Above her swirls several of her biggest fans.
Next, we witnessed milking time. Let me tell you something. This sight brought back some painful memories from my own lactation days.
No wonder they are eager and willing to line up for milking.
Ahhhh. Sweet relief!
These cows do have dirty feet but prior to attaching the super-sized pumps each teat is individually sterilized and wiped down. We watched the whole process from start to finish. It’s all digitized and sensitized and sanitized and niftyized. The pumps sense when the milk is coming slower and they automatically unlatch. Eventually they all drop and drain and self-clean, creating a milk river.
Here Farmer John is pouring 45 gallons of fresh milk into a barrel to be taken and fed to the baby cows in the nursery.
Next, we headed down to visit the nursery.
My kids and the baby bovines interacted well and exchanged notes on personal hygiene methods.
I’m sad to say there are some striking similarities.
They could have taught this lady a thing or two. Two words: KLEE- NEX people! Sheesh.
I guess the bovine bonding concept worked out after all.
They look like they are really hearing each other. Like, you know… a town hall or something.
I don’t think that this much love happens at town halls though.
The nursery was my favorite part. I’m such a girl. I love baby animals. Each baby cow is in their own little incubator so that they are less likely to spread infections, as young cows are more prone to get sick than older cows. Keeping them separated helps to keep them all fit as a fiddle and free of disease.
Golly they were cute.
They really like to suck on your fingers.
((sniff sniff)) “Smells earthy.
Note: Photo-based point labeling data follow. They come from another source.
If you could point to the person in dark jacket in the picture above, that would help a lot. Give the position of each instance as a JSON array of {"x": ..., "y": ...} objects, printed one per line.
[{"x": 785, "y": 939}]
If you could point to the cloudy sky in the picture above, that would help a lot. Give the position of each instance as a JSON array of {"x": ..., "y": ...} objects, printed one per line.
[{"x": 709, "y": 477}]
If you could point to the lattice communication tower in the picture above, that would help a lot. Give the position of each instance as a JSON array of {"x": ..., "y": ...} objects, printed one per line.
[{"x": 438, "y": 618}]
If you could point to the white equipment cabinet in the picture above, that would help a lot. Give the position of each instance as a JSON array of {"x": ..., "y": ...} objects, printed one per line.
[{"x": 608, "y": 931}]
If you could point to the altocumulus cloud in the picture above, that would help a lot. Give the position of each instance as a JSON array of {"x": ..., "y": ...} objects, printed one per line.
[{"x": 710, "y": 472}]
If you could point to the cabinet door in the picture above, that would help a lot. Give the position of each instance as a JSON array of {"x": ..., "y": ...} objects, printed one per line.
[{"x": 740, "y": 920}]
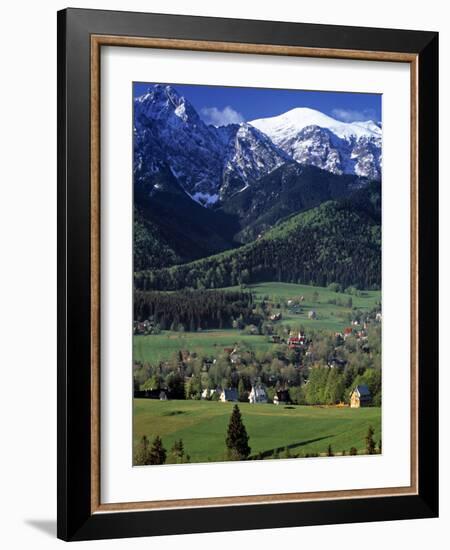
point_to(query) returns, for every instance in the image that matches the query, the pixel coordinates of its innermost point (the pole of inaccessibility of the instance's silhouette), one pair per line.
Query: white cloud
(353, 115)
(217, 117)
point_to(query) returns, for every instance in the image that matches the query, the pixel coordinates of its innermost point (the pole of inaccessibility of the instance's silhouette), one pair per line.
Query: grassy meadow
(330, 317)
(202, 426)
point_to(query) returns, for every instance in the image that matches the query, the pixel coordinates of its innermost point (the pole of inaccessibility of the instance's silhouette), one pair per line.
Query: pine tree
(142, 452)
(177, 452)
(370, 442)
(242, 394)
(157, 454)
(237, 438)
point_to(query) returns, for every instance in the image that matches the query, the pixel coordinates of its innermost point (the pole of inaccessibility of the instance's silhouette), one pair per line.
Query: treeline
(333, 243)
(325, 375)
(149, 248)
(193, 310)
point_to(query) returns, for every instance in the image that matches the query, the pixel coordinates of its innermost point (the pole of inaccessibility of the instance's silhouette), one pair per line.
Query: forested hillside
(335, 242)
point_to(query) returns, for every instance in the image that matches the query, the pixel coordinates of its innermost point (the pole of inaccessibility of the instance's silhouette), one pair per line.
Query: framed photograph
(247, 274)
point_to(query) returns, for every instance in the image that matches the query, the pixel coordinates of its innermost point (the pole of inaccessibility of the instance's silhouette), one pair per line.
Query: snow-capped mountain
(211, 164)
(311, 137)
(169, 133)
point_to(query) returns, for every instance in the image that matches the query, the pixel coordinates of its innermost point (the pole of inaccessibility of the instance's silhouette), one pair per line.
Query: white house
(229, 395)
(258, 395)
(208, 393)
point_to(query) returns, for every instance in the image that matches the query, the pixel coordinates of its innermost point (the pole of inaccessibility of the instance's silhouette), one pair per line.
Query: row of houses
(258, 394)
(360, 396)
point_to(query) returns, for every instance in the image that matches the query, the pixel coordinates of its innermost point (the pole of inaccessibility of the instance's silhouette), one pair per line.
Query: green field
(156, 348)
(202, 425)
(329, 316)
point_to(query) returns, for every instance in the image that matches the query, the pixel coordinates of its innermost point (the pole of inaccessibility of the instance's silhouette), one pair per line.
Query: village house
(281, 397)
(235, 356)
(229, 395)
(208, 393)
(348, 331)
(360, 397)
(297, 341)
(258, 394)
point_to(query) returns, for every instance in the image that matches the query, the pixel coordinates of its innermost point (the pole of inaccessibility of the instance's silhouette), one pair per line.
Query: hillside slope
(335, 242)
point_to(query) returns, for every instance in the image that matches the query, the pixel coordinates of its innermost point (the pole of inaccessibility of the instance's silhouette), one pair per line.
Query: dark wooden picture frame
(81, 34)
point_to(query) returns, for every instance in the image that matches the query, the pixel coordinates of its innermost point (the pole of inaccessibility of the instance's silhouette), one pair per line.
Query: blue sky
(222, 105)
I want me some of that….”
“Come here! Get over here… you smells yummy.”
“Hey… where’s you going?! I wants more!”
“nom nom nom…”
It was a great experience for the kids and a neat way to spend the afternoon.
I do feel sort of bad that we probably smelled like a dairy farm when we arrived at our hosts’ house. But it was worth it.
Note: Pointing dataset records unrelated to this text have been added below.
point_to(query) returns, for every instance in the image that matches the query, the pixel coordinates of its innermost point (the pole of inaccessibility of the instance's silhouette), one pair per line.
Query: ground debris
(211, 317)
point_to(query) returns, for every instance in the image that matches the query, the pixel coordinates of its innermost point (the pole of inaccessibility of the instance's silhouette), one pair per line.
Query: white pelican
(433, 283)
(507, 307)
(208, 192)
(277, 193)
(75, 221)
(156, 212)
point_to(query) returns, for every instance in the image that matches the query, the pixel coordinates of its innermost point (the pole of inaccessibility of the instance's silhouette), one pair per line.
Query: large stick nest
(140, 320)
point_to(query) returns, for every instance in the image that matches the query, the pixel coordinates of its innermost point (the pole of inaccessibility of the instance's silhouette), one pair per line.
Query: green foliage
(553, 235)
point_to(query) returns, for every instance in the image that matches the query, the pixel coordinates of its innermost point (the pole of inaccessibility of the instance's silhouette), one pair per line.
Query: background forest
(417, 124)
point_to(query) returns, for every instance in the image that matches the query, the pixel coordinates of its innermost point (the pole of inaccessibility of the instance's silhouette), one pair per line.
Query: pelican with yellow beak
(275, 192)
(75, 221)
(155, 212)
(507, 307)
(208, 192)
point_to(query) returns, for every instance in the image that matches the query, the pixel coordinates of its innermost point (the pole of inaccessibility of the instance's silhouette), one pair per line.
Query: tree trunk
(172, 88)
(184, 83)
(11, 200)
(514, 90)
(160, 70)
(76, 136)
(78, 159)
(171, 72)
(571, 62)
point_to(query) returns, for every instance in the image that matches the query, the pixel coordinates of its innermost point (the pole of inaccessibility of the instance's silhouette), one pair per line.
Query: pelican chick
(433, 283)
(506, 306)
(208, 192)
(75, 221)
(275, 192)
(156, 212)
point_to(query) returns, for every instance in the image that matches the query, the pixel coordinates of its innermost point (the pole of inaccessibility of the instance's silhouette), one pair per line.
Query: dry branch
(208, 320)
And I know those cows really appreciated having visitors. Maybe they liked seeing where their milk goes as much as we enjoyed seeing from whence it comes. Seriously though, it was neat for city kids who are so far removed from the food supply to see all of this up close and personal. Having visited a dairy farm, a turkey hatchery, a raisin plant, and trout farms as a child and if those experiences are any indicator, I think my kids will never forget the visit.